Flash forward and I have accepted my gender variance and allowed myself to finally be myself.  Realized that the “drag” I was wearing was not the dresses and makeup, but the suits and ties!

And flooded with hormones a funny thing has happened to me.  I have fairly suddenly and a bit unexpectedly gone from theoretically attracted to men in a “yes I find that to be an attractive man” way, to “holy crap that guy is hot!” teenage-girl boy-crazy!!

Additionally, I have had the wonderful occasion in the work I do to meet a great many beautiful people with all sorts of gender identities.  Some extremely hot ones in fact!!  So I adjusted my sexual identity accordingly to consider myself to be pan-sexual.  I am attracted to people simply because I find them attractive, regardless of gender or any other factors.  And I try not to worry about it.

This has meant that socially and personally I identify as Queer.  It is an identity I am comfortable with and proud to proclaim.

But, this is a journey and so I have come to something of a crisis of identity lately.  Though I continue to identify as Queer and find myself attracted somewhat to women and others.  I find that what I want, what truly gets my heart racing, what gets me all hot and bothered, is men!  And yet, despite  my revolutionary pose, or perhaps because of it, this makes me oddly uncomfortable.  I find myself having to adjust to the idea that despite my Queer & Kinky identities, I am much more of a straight-girl than I am completely comfortable with admitting.

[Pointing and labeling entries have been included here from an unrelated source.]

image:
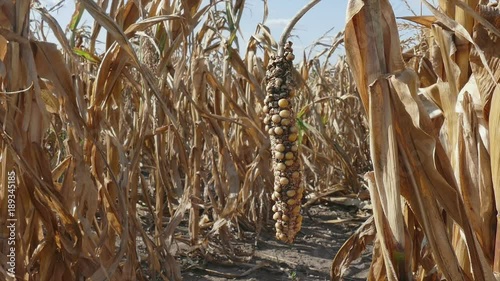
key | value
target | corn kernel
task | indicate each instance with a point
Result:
(285, 113)
(283, 103)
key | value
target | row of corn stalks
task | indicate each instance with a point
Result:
(433, 117)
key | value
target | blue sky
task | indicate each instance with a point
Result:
(326, 15)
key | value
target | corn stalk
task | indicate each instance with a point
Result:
(431, 187)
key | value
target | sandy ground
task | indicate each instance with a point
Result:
(309, 258)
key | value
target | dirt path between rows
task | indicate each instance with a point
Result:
(309, 258)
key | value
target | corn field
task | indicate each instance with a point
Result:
(174, 141)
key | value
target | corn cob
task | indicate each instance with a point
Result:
(283, 132)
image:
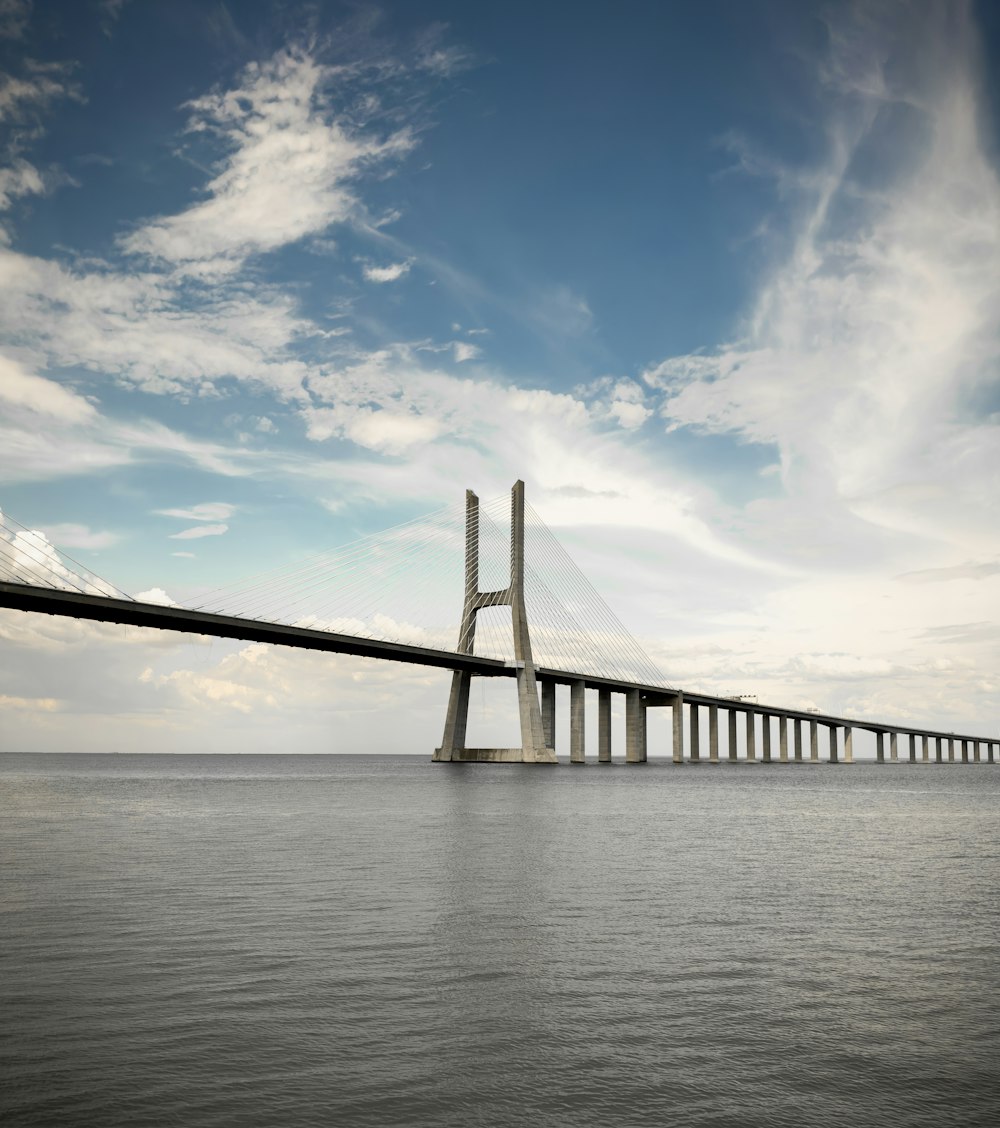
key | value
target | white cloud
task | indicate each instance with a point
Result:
(870, 344)
(288, 174)
(389, 273)
(205, 511)
(79, 536)
(20, 388)
(14, 18)
(156, 596)
(200, 530)
(465, 351)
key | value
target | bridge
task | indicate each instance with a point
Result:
(35, 578)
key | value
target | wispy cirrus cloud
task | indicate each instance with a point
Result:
(204, 511)
(870, 344)
(391, 272)
(200, 530)
(288, 173)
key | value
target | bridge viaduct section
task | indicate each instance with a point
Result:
(797, 732)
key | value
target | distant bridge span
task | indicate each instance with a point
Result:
(536, 684)
(131, 613)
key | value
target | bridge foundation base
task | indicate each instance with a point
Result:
(494, 756)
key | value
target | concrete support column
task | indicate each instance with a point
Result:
(548, 712)
(577, 722)
(635, 728)
(695, 732)
(456, 719)
(678, 729)
(603, 725)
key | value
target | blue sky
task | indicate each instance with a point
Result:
(718, 281)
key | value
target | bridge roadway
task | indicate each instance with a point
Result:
(133, 613)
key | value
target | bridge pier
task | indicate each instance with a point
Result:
(577, 722)
(713, 733)
(603, 725)
(635, 728)
(695, 732)
(678, 728)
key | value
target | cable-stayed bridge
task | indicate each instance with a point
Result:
(484, 591)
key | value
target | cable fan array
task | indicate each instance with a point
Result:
(405, 584)
(26, 556)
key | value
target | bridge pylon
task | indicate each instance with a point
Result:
(533, 749)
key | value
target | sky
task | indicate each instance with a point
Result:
(719, 282)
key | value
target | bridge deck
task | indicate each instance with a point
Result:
(132, 613)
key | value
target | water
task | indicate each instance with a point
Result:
(354, 941)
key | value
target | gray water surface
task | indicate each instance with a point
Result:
(381, 941)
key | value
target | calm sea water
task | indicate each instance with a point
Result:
(352, 941)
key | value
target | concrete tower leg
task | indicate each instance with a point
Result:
(533, 748)
(548, 711)
(577, 731)
(603, 725)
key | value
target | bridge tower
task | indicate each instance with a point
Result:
(532, 749)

And I haven’t the faintest idea what to do about it.

As an Out, kink friendly transwoman, I have I can assure you, any number of men who would like to do all kinds of unmentionable things with me.  But gods forbid I should be able to find a guy who will take me out to dinner or a movie and maybe if we hit it off, go back to his place and fool around a little on the couch over a nightcap.

I haven’t even the faintest idea where to find a nice, cute guy who might be into me too.  Gay bars aren’t really any good.  Mostly they’re filled with gay boys who just want other really hot gay boys!  There simply aren’t any “tranny bars” close enough to justify a night out.  And straight bars are a tease.  I find most guys I might meet there are simply too afraid to approach a 6’4” Out transwoman in public.  Even a damned pageant queen!!  And the ones who are into me are too afraid to admit to it publically.  They’ll fuck me, but they won’t be seen with me.  Fun as that is, I just can’t get into that.

Just Lorelei

Don’t get me wrong, I love hot, dirty sex as much as the next girl.  Heck, given that I spent 5 years in a long-term relationship with a famous and notoriously dirty dominatrix, I’ve had experiences and done things that most people will only ever read or fantasize about.

But I’d really like a little vanilla-ish romance now!  I want it so badly it hurts.  I’d like to let go of being Lorelei Erisis, trans-activist for a few minutes and just fall into the arms of a beautiful, strong man.  Ideally one who is tall enough to not be dwarfed by me.  Who can see me as simply the beautiful woman I am.  Whose self-identity is strong enough to be seen with me.

I have no idea where to find him.  He’s not popped up on any of the dating sites I’ve put profiles on and if I’ve met him in real life, he hasn’t had the cojones to speak up yet.

I hope I meet him soon though because I’m ready and anxious to explore what it means to be a straight girl.  Even if it is an Out, Queer, Trans one.